Background jobs (&) are still children of the shell process. When you close the terminal, the shell sends SIGHUP to all its child processes -- they terminate. nohup runs the command with SIGHUP ignored:

nohup long-running-script.sh > output.log 2>&1 &

nohup disconnects the command from the terminal (stdin becomes /dev/null, stdout/stderr default to nohup.out unless redirected). The process survives terminal close because it ignores SIGHUP and has no terminal to lose.

For production use, systemd services are a better choice than nohup -- they handle restarts, logging, and dependency ordering. Use nohup for ad-hoc tasks where you do not want to write a service unit file.

Cron

Cron is the traditional Unix job scheduler.
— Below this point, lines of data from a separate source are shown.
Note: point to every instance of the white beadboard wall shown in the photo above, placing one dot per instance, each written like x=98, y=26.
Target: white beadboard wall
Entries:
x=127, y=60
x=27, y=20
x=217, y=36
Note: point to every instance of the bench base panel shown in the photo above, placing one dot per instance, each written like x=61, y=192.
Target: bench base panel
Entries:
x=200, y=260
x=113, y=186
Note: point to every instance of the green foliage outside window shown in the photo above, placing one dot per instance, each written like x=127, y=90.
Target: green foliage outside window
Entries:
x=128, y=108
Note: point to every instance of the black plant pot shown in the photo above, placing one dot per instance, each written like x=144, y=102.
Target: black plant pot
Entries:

The cron daemon reads crontab files and runs commands at their scheduled times.

Edit your crontab:

crontab -e    # edit your user crontab
crontab -l    # list your current crontab
crontab -r    # remove your crontab (careful -- no confirmation)

Crontab Format

Each line is a job with five time fields followed by the command:

minute  hour  day-of-month  month  day-of-week  command
 0-59  0-23      1-31       1-12     0-7 (0=Sun)

Special values:

  • * -- any value (wildcard)
  • */n -- every n units (e.g., */15 in minute field = every 15 minutes)
  • 1,15 -- list (e.g., on the 1st and 15th)
  • 1-5 -- range (e.g., Monday through Friday)

Reading examples:

0 5 * * *        # 5:00 AM every day
*/15 * * * *     # every 15 minutes
0 0 * * 0        # midnight every Sunday (day-of-week 0 = Sunday)
0 9 1 * *        # 9 AM on the first of every month
30 8 * * 1-5     # 8:30 AM Monday through Friday

Cron Gotchas

Minimal PATH environment. Cron jobs run with a stripped-down environment. PATH is typically /usr/bin:/bin. Commands that work in your shell may fail in cron because they are not in the default PATH. Always use absolute paths:

# Wrong: relies on PATH
0 5 * * *  backup.sh

# Right: absolute path to both the script and any commands inside it
0 5 * * *  /home/alice/scripts/backup.sh

No output handling by default. Any stdout or stderr from a cron job is emailed to the user (via the local mail spool) if a mail agent is configured. If not, output silently vanishes. Always redirect explicitly:

0 5 * * *  /home/alice/scripts/backup.sh >> /var/log/backup.log 2>&1

Home directory. The working directory for a cron job is the user's home directory, not the script's location. Use cd in the command or use absolute paths throughout.

Testing cron jobs. The simplest debugging approach: run the exact command that cron would run, with the same minimal PATH, in a subshell:

env -i HOME=/home/alice PATH=/usr/bin:/bin /home/alice/scripts/backup.sh

systemd Timers

Modern Linux systems with systemd also have timers -- systemd units that trigger other units on a schedule. They are more powerful than cron but require more setup.

Advantages over cron:

  • Logging via journald (no mail, no manual redirect)
  • Dependency ordering (run after the network is up, after a database is ready)
  • Catch-up on missed runs (if the system was off, run on next boot)
  • Monitoring via systemctl status
systemctl list-timers    # show all active timers and when they'll next run

When to use which:

  • Cron: Simple recurring commands, user-level tasks, quick scripts that do not need restart logic or dependency management.
  • systemd timers: Service-level tasks, tasks that need logging, tasks with dependencies, tasks on servers where you already manage services via systemd.

Key Takeaways

  • & runs a command in the background; Ctrl+Z suspends a foreground command. fg and bg move jobs between states.
  • Background jobs (&) die when the terminal closes (SIGHUP). nohup makes a command survive terminal close.
  • Crontab format: minute, hour, day-of-month, month, day-of-week, then command. * is any value, */n is every n units.
  • Cron runs with a minimal PATH -- use absolute paths. Redirect stdout/stderr or output silently vanishes.
  • systemd timers are better than cron for service-level tasks because they integrate with journald logging and systemd dependency ordering.